◈ API / SDK/2026-06-23Advanced

Generating a Thumbnail From a Video With Nano Banana 2 (gemini-3.1-flash-image)

A hands-on guide to passing a whole video as context to the GA model gemini-3.1-flash-image (Nano Banana 2) and generating a single thumbnail. Covers how it differs from frame extraction, the preview-to-GA migration, and measured cost and time per image.

gemini⁸⁶ gemini-api²⁴⁴ nano-banana² image-generation⁶ multimodal³⁹

✦ Premium Article

Cutting thumbnails out of videos by hand was quietly eating my afternoons. Running several app-intro clips and short explainers as an indie developer, each one meant hunting for a "good-looking frame," trimming it, and preparing a base for text — roughly ten minutes per clip before any real work began. Ten clips, and the afternoon was gone.

On June 22, gemini-3.1-flash-image (nicknamed Nano Banana 2) reached GA, and with it the ability to pass a video file itself as multimodal context and generate a thumbnail, poster, or infographic. Instead of picking one frame and handing it over, you let the model read the whole video as context and ask it to "make a still that represents this video." I tried it on a few of my own clips half-expecting noise, and the single image it returned captured the subject of the video better than I expected. Here's the implementation, plus the things that tripped me up putting it into a real workflow.
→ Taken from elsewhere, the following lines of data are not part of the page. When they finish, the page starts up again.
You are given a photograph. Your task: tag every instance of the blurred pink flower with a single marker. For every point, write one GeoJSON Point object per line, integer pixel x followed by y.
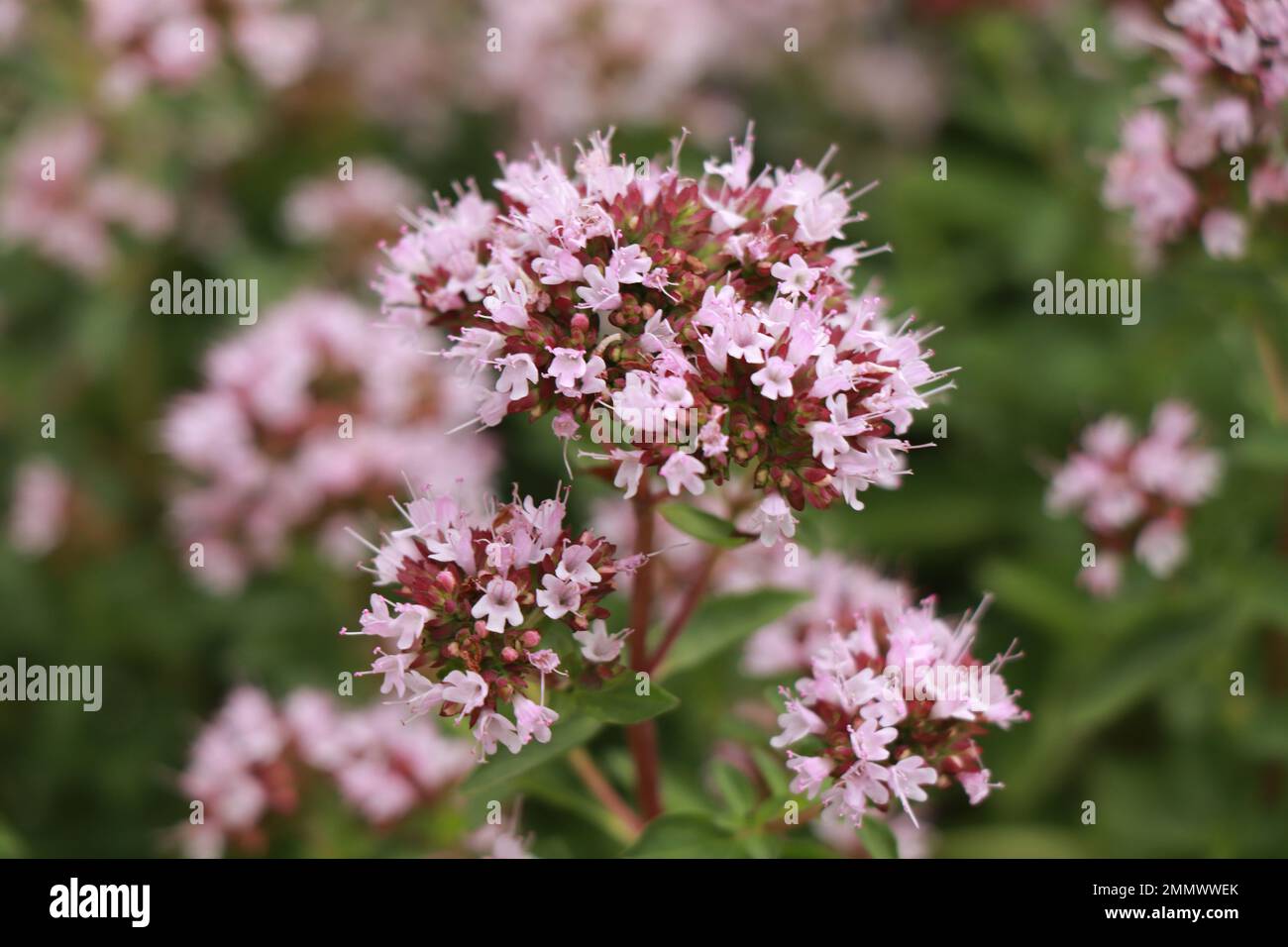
{"type": "Point", "coordinates": [250, 759]}
{"type": "Point", "coordinates": [40, 513]}
{"type": "Point", "coordinates": [1227, 89]}
{"type": "Point", "coordinates": [1134, 493]}
{"type": "Point", "coordinates": [58, 201]}
{"type": "Point", "coordinates": [309, 419]}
From "pick a frame" to "pass the video as context"

Until now, making a thumbnail from a video was a two-step affair: I (or ffmpeg) picked a representative frame, then handed that still to a vision model. The weak link is frame selection. The moments a human finds compelling — the peak of motion, the instant text appears — don't reliably surface from brightness or sharpness scores alone.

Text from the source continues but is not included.